18 Jaël kwam naar buiten, Sisera tegemoet en zei: ‘Kom gerust binnen, mijn heer. U hoeft niet bang te zijn.’ Hij kwam in haar tent en zij dekte hem toe met een deken.
19 ‘Geef mij alstublieft wat water,’ zei hij, ‘want ik heb zo'n dorst.’ Ze gaf hem wat melk te drinken en dekte hem weer toe.
20 ‘Ga bij de ingang van de tent staan,’ zei hij, ‘en als iemand langskomt die mij zoekt, zeg dan dat er niemand binnen is.’

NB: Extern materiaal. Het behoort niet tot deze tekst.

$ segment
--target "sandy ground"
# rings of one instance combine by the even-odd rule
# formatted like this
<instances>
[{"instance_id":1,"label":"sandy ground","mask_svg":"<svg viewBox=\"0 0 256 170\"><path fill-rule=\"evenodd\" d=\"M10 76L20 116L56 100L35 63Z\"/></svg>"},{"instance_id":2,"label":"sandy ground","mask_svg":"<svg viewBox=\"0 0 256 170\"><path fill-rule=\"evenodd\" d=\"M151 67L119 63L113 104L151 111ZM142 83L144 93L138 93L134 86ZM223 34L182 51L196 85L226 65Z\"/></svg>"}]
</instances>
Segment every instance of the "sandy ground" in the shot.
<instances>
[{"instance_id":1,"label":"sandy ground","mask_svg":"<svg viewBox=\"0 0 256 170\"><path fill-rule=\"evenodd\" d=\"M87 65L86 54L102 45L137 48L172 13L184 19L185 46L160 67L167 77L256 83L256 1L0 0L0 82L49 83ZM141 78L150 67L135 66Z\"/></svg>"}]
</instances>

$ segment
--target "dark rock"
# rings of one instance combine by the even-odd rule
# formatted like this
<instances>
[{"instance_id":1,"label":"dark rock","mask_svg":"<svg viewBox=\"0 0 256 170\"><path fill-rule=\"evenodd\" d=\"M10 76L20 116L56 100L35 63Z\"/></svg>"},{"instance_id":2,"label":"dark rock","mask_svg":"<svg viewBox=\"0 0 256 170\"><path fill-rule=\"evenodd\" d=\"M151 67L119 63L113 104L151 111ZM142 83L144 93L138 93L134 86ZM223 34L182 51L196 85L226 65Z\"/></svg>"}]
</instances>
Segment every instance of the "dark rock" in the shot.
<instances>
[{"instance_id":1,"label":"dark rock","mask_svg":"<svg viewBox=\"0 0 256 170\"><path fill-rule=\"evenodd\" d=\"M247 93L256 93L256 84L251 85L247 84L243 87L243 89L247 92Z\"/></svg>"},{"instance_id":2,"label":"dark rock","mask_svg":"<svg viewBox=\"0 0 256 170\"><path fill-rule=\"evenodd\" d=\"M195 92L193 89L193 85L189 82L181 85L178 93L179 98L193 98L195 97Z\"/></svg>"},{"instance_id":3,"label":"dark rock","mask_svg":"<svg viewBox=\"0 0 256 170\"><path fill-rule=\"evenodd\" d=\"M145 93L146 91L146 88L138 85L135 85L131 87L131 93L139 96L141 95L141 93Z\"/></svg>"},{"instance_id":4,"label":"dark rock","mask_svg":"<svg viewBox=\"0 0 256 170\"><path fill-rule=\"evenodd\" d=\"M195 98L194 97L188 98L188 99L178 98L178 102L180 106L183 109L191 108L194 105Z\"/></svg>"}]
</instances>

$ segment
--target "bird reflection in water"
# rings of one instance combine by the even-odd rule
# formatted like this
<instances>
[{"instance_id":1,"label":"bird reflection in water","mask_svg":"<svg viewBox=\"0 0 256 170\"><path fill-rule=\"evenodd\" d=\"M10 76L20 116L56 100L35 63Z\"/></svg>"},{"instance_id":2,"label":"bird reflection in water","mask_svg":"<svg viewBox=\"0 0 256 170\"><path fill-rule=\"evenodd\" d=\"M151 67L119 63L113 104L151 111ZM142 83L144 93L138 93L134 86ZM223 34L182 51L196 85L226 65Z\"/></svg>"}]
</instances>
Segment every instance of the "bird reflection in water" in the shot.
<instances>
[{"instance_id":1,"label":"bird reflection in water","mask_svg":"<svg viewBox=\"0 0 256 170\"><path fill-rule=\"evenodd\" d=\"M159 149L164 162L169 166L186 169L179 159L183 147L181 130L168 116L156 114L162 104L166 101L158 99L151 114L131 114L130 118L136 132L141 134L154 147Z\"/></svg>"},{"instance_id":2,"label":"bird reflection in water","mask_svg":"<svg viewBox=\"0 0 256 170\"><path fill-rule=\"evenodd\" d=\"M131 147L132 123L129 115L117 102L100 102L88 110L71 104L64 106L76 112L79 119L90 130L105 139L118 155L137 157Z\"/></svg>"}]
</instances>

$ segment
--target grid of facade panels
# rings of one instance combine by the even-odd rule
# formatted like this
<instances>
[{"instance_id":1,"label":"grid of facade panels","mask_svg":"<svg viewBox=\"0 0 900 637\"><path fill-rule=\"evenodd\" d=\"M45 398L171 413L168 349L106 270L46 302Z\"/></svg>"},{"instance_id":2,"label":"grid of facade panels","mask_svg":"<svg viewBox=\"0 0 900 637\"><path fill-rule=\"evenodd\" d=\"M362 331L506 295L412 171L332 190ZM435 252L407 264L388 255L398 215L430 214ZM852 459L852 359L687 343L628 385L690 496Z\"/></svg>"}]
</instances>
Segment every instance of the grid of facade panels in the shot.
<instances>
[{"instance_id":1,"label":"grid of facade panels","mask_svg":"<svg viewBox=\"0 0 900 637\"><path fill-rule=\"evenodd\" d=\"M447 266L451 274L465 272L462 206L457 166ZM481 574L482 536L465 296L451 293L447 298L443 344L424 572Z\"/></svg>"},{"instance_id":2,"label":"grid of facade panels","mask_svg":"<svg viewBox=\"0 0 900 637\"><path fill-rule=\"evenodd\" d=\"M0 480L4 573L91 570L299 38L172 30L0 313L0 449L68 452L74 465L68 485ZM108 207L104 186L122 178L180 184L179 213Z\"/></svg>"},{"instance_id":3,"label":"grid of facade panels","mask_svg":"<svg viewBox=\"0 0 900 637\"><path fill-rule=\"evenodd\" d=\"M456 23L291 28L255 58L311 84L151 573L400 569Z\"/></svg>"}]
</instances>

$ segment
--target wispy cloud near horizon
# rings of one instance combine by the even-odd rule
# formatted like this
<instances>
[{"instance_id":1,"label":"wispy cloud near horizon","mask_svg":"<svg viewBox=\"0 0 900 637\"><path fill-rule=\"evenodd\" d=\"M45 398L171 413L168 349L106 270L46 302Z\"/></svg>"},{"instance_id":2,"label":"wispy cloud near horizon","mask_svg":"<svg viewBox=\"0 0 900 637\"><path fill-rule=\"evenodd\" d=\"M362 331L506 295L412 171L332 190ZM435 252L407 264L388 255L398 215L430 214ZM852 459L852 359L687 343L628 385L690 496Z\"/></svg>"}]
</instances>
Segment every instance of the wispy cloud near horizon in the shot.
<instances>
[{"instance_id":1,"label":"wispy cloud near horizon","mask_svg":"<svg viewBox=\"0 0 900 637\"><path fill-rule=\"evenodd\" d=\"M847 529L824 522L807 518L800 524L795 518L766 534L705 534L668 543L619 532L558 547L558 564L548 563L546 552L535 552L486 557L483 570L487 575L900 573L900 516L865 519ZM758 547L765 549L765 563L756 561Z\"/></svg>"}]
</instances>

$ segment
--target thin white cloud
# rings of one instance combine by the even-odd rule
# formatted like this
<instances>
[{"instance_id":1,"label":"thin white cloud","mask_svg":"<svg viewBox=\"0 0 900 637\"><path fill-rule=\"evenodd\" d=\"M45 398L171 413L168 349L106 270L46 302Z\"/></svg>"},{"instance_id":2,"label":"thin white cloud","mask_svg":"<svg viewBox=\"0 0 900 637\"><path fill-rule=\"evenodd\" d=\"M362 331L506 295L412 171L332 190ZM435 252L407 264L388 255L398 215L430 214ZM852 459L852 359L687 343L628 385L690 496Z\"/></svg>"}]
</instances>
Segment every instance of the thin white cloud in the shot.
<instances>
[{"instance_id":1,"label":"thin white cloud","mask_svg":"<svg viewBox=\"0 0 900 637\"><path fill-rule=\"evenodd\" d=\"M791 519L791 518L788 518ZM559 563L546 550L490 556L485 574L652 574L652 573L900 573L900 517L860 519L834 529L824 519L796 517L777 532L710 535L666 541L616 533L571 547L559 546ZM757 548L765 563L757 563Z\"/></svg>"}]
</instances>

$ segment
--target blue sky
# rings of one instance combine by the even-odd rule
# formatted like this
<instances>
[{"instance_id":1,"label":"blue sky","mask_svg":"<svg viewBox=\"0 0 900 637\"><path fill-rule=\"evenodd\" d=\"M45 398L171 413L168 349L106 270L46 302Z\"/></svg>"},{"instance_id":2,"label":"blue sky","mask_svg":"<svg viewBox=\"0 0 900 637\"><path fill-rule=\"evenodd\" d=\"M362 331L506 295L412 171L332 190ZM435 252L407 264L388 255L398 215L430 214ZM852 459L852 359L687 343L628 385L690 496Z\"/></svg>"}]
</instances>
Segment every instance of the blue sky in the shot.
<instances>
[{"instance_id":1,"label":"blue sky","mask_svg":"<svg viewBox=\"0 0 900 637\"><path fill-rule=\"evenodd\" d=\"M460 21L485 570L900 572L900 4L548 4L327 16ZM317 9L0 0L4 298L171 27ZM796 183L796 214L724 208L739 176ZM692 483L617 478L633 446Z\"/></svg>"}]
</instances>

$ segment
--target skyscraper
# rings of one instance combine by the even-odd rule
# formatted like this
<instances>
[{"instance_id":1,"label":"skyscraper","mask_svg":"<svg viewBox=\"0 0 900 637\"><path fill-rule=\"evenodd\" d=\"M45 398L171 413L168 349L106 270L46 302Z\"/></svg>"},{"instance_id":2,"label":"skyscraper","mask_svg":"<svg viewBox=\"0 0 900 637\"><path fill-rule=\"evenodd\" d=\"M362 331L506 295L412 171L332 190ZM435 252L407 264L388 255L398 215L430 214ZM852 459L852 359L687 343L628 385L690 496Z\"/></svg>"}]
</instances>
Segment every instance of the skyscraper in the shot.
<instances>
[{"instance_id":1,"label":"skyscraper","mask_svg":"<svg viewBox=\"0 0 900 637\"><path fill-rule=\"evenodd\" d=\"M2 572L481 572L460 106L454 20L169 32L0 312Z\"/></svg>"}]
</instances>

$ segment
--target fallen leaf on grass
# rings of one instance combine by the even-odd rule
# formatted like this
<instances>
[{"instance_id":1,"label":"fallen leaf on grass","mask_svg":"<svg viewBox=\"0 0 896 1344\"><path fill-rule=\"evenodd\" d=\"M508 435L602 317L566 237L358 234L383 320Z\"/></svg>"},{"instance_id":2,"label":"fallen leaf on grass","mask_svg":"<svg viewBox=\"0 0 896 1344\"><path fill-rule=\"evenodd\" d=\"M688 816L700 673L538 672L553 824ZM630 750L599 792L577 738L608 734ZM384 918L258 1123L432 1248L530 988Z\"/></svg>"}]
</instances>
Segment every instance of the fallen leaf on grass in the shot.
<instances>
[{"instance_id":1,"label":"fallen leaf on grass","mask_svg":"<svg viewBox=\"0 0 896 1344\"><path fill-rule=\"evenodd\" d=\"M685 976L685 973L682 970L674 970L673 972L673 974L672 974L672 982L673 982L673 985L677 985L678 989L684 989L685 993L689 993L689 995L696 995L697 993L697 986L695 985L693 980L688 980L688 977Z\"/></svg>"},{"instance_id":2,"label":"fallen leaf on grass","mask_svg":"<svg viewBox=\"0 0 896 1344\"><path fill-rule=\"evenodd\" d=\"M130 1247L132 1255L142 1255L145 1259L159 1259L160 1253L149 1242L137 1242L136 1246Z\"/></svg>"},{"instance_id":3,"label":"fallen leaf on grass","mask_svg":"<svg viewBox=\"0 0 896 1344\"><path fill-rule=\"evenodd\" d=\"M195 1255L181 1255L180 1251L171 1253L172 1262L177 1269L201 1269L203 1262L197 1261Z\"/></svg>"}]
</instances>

21 Van uitputting viel hij in een diepe slaap. Toen pakte Jaël een scherpe tentharing en een hamer, sloop zachtjes naar Sisera toe en dreef de tentharing dwars door zijn slapen heen de grond in. Dit werd zijn dood.
22 Toen zag Jaël Barak langskomen, op zoek naar Sisera. Ze ging naar buiten, hem tegemoet en zei: ‘Kom binnen, dan zal ik u de man laten zien die u zoekt.’ Hij volgde haar de tent in en daar lag Sisera dood op de grond, met de tent haring door zijn slapen.
23 Zo gebruikte God die dag de Israëlieten om koning Jabin van Kanaän te onderwerpen.
24 Vanaf die tijd kregen de Israëlieten koning Jabin steeds meer in hun macht, tot hij en zijn volk waren vernietigd.